Ana SayfaÖZEL HABERThe last days of the Third Reich

The last days of the Third Reich

And then there were new ideologies of mass murder, of superior and inferior races (or subhumans), which had been missing from WWI. They led to savage treatment of civilians under both Axis and Soviet occupation. They led to camp systems. They also led to the Holocaust.

[8th May 2021] Lest we forget, lest we forget (Kipling). Yesterday was the 76th anniversary of the end of World War II in Europe.

Ever since the 1942 triple turning point of Midway, El Alamein and Stalingrad, the Axis had been on the retreat. After the battle of Kursk in Summer 1943, the Wehrmacht was unable to undertake any further offensive on the Eastern Front. Later that year, the Red Army broke through the Maginot-like fortifications of the Eastern Wall or the Panther-Wotan Line.

On 6 June 1944, American and British armies landed in Normandy and opened the Western Front. Back in the East, over 23 June – 19 August 1944 Operation Bagration destroyed 28 out of the 34 divisions of Army Group Centre, and completely shattered the German front-line. In January 1945, the Vistula-Oder offensive saw the Red Army advance nearly 500 kilometres from the first to the second river, capturing Krakow, Warsaw and Poznan, liberating many concentration or death camps, and ending up only 70 km from Berlin, when Zhukov had to call a halt. On 16-19 April, the Seelow Heights fell to the Soviets. It was Götterdammerung. The Twilight of the Gods. The ring was closing around their last refuge in Valhalla. 

On 16 January Hitler and his senior staff had moved into the Führerbunker, the deep shelter and command centre nearly 9 metres below the Chancellery’s (prime ministry’s) garden, with a main concrete roof 3 metres thick and reaching 4 metres over the smaller rooms. Hitler made his last trip to the surface on his 56th birthday, 20th April. That afternoon, Soviet artillery shells started falling on Berlin. Eva Braun and the entire Goebbels family came down into the bunker on 22nd April. Hitler and Eva Braun committed suicide on 30th April 1945, when Soviet troops were only 500 metres from the Führerbunker. Joseph and Magda Goebbels followed suit the next day (after killing their six children with cyanide). Heinrich Himmler, head of the SS, was arrested on 21st May, identified on 23rd May, and as he was being questioned immediately committed suicide, again by cyanide. Hermann Goering surrendered to advancing US army units on 6th May, tried and sentenced to death at Nuremberg, and on 15th October 1946, hours before he was due to be hanged also committed suicide by cyanide.

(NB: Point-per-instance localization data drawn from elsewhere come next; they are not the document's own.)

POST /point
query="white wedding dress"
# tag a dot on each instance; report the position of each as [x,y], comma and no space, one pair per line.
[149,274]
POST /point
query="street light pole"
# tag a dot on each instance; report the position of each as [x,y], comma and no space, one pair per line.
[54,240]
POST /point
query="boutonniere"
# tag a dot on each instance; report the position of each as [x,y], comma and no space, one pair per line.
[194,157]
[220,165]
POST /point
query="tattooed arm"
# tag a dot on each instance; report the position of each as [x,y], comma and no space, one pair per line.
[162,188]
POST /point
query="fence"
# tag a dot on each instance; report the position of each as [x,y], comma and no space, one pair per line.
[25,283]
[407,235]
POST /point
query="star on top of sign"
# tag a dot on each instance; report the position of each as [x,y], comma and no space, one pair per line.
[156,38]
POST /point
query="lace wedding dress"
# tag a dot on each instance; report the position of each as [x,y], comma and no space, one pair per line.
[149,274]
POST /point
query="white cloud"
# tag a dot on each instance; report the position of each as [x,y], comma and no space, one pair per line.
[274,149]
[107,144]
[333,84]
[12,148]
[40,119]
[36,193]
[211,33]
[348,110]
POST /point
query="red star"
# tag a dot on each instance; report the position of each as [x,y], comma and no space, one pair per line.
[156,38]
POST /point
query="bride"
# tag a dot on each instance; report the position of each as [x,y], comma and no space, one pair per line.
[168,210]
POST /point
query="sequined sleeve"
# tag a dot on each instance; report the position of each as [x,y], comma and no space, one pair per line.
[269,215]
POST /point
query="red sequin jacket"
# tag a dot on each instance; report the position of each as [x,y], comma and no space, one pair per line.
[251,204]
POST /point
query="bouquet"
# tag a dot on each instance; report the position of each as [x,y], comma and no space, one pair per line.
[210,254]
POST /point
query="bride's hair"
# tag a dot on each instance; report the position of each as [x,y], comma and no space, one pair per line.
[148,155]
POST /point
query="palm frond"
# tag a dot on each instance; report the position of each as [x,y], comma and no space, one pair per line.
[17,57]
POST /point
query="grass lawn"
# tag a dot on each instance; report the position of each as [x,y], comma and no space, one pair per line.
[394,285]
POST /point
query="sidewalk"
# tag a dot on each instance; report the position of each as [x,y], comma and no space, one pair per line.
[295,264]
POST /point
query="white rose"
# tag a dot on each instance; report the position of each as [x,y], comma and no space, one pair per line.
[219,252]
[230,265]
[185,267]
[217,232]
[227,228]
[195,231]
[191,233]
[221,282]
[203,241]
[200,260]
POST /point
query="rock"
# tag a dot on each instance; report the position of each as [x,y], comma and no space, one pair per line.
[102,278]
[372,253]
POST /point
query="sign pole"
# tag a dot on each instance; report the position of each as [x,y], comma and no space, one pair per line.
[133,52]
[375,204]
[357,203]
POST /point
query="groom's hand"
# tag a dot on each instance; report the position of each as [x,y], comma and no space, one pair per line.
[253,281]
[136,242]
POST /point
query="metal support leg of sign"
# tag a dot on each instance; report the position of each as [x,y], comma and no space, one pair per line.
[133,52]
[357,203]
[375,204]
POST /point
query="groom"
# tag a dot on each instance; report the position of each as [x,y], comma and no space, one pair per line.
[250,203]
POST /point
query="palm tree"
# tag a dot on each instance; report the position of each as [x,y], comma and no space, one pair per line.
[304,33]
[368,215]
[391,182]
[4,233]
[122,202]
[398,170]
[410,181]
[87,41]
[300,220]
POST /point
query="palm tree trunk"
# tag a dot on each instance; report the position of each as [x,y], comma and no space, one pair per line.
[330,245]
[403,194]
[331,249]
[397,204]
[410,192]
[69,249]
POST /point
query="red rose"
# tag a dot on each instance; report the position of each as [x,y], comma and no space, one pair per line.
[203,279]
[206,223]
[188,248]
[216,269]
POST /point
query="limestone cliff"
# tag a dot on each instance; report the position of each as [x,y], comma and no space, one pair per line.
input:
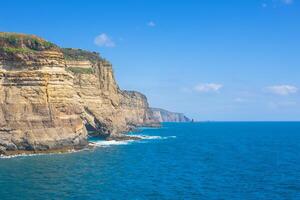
[135,109]
[49,96]
[162,115]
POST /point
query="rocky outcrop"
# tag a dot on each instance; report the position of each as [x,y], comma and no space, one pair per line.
[135,109]
[162,115]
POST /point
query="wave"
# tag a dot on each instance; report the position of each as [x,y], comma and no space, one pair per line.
[153,137]
[39,154]
[104,143]
[99,143]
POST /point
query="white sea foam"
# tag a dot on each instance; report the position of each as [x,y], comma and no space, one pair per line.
[153,137]
[104,143]
[99,143]
[38,154]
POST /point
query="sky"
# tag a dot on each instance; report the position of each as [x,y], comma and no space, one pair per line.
[222,60]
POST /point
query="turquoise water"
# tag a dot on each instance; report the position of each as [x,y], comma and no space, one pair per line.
[179,161]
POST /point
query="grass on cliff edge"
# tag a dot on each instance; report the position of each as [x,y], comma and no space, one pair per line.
[79,54]
[18,41]
[79,70]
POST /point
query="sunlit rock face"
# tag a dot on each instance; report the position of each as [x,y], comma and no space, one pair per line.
[39,107]
[49,96]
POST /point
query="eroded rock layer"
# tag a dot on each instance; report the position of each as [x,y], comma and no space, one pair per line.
[49,96]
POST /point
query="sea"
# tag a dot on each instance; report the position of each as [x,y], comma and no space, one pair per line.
[208,160]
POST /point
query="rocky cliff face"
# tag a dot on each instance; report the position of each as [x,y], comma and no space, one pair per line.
[49,95]
[38,105]
[167,116]
[135,109]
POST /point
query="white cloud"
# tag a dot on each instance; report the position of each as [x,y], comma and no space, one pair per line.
[240,100]
[104,40]
[280,105]
[151,24]
[282,90]
[208,87]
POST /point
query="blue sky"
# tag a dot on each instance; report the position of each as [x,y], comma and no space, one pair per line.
[212,59]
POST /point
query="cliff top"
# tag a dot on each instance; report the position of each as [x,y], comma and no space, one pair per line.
[22,43]
[80,54]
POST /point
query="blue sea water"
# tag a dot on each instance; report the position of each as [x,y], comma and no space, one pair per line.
[179,161]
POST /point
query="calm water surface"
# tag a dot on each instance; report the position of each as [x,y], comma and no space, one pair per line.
[179,161]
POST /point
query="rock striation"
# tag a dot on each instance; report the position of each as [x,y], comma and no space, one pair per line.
[162,115]
[50,97]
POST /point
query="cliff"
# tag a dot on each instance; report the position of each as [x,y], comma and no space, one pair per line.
[162,115]
[38,106]
[49,96]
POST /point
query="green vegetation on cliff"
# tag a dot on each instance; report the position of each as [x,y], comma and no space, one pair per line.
[14,42]
[79,55]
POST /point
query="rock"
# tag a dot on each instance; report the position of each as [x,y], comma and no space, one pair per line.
[162,115]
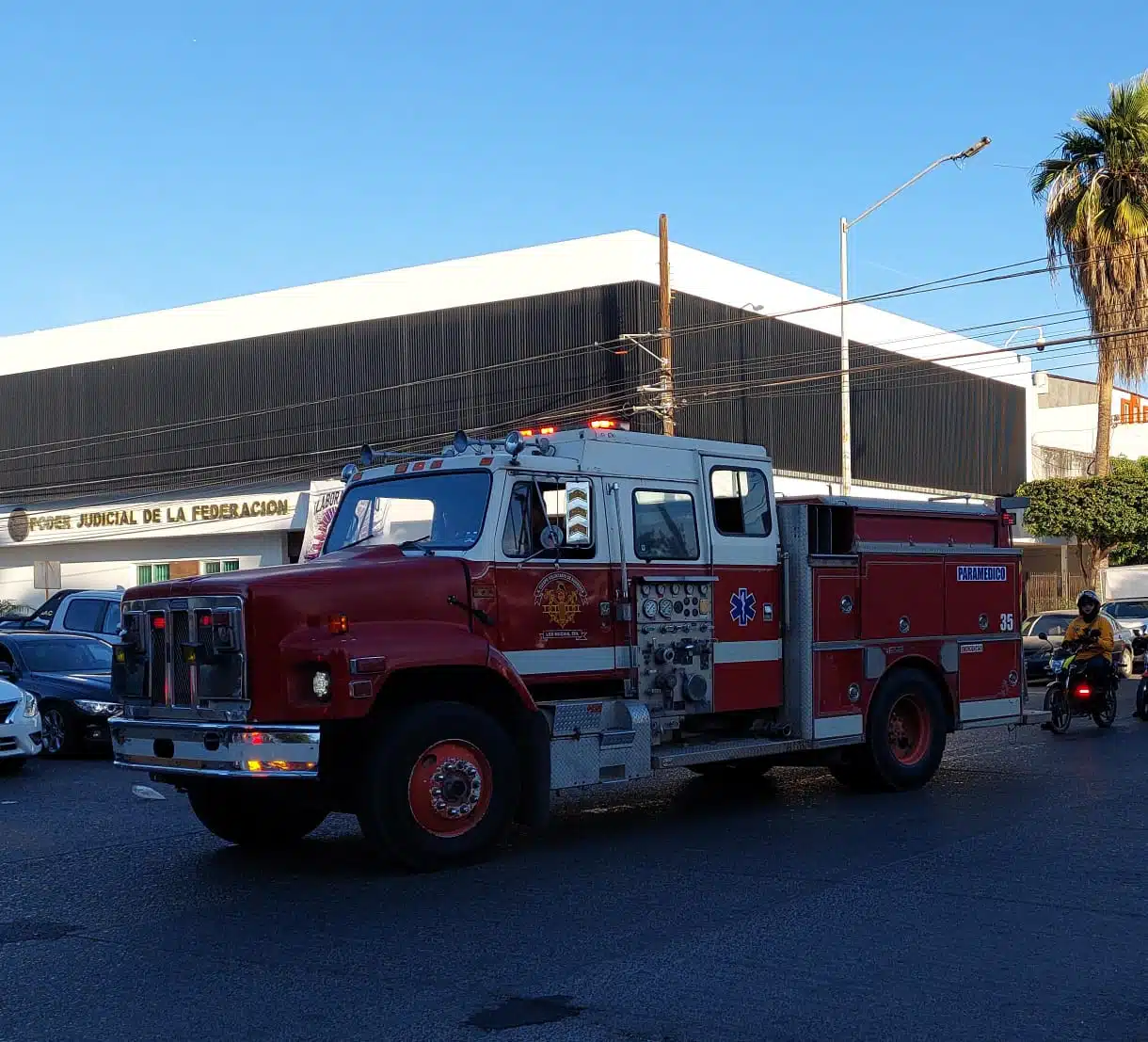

Meanwhile, a day after the Goebbels cruelty, i.e. on 2nd May 1945, Red Army soldiers put up the Soviet flag over the Reich Chancellery (see the picture above). On 7th May 1945, General Alfred Jodl, representing the German High Command, signed the unconditional surrender of all German forces, East and West at the French city of Reims. The war in the Pacific lasted for another three months. After Hiroshima (6th August) and Nagasaki (9th August) were destroyed by two atomic bombs, Japan finally signed the instrument of surrender on 2nd September 1945.

The World War I death toll had been over 17 million (more than 9 million combatants and more than 7 million civilians). World War II, in contrast, over six long years claimed more than 70 million, perhaps as many as 75 million lives. Moreover, it was a completely different military/civilian ratio. Now it was more than 45m civilians as against more than 25m combatants.

The reversal was due both technology and ideology. Due to advances in air power, the distinction between the front and the rear was largely erased. Long-range bombardment of Polish, British and Soviet cities by the Nazis, and then of German cities by the Allies, led to widespread devastation even before Hiroshima and Nagasaki. And then there were new ideologies of mass murder, of superior and inferior races (or subhumans), which had been missing from WWI. They led to savage treatment of civilians under both Axis and Soviet occupation — reprisals, massacres, starvation, disease. They also led to camp systems. Together with the Soviet forced labor camps, the Gulag, they led to the even greater horror of Nazi concentration camps, death camps, and the Holocaust.